The Tears Of A Mother

The Tears Of A Mother

Fifteenth Sunday after Pentecost

Dearly Beloved,

In today’s epistle, St Paul summarises our spiritual combat in these words: Be not deceived: God is not mocked. For what things a man shall sow, those also shall he reap. For he that soweth in his flesh of the flesh also shall reap corruption. But he that soweth in the spirit, of the spirit shall reap life everlasting (Gal 6:7-8). And in the Gospel we see portrayed the life of the flesh which leads to death of the soul. Indeed the young man from Naim represents the sinner who has died to grace and is being carried away to eternal death. Fortunately, he has a mother who weeps for his fall, and the grace of graces is offered to him: he meets Jesus, and when a soul meets Jesus, everything can change. From death to life, from sin to grace.

The other texts of the Mass are, as it were, a mosaic of attitudes that contribute to leading the soul back to grace and keeping it there. The offertory verse, for example, gives us one of the most fundamental of these, namely the patient expectation of grace: I have waited for the Lord, and he was attentive to me. And he heard my prayers, and brought me out of the pit of misery and the mire of dregs. And he set my feet upon a rock, and directed my steps. (Ps 39:2-3). Oftentimes it is for lack of patience that we fail to receive the grace of God. We are very much like teenagers ordering a happy meal at McDonalds and expecting to be served within the minute. Fast food is certainly not healthy, nor is fast grace. The Lord knows that grace that is longed for is better for the soul, as it is prepared for and received with gratitude. Like tough meats, we often need to spend a few hours in the oven, baked by the heat of tribulation, before we can be useful for anything. St James encourages use in the same vein: Be patient until the coming of the Lord.
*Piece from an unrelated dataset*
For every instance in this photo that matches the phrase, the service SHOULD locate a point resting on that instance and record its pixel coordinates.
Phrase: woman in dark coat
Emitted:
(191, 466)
Behold, the husbandman waiteth for the precious fruit of the earth: patiently bearing till he receive the early and latter rain. Be you therefore also patient and strengthen your hearts: for the coming of the Lord is at hand (James 5:7-8). That is also why the book of Ecclesiasticus tells the soul that sets out to serve the Lord: Son, when thou comest to the service of God… prepare thy soul for temptation. Humble thy heart, and endure: incline thy ear, and receive the words of understanding: and make not haste in the time of clouds. Wait on God with patience: join thyself to God, and endure, that thy life may be increased in the latter end. Take all that shall be brought upon thee: and in thy sorrow endure, and in thy humiliation keep patience. For gold and silver are tried in the fire, but acceptable men in the furnace of humiliation (Eccli ch. 2). Thrice in that short passage we find the word “endure”. Yes, becoming a saint is about endurance. It’s not a sprint, but a lifelong marathon.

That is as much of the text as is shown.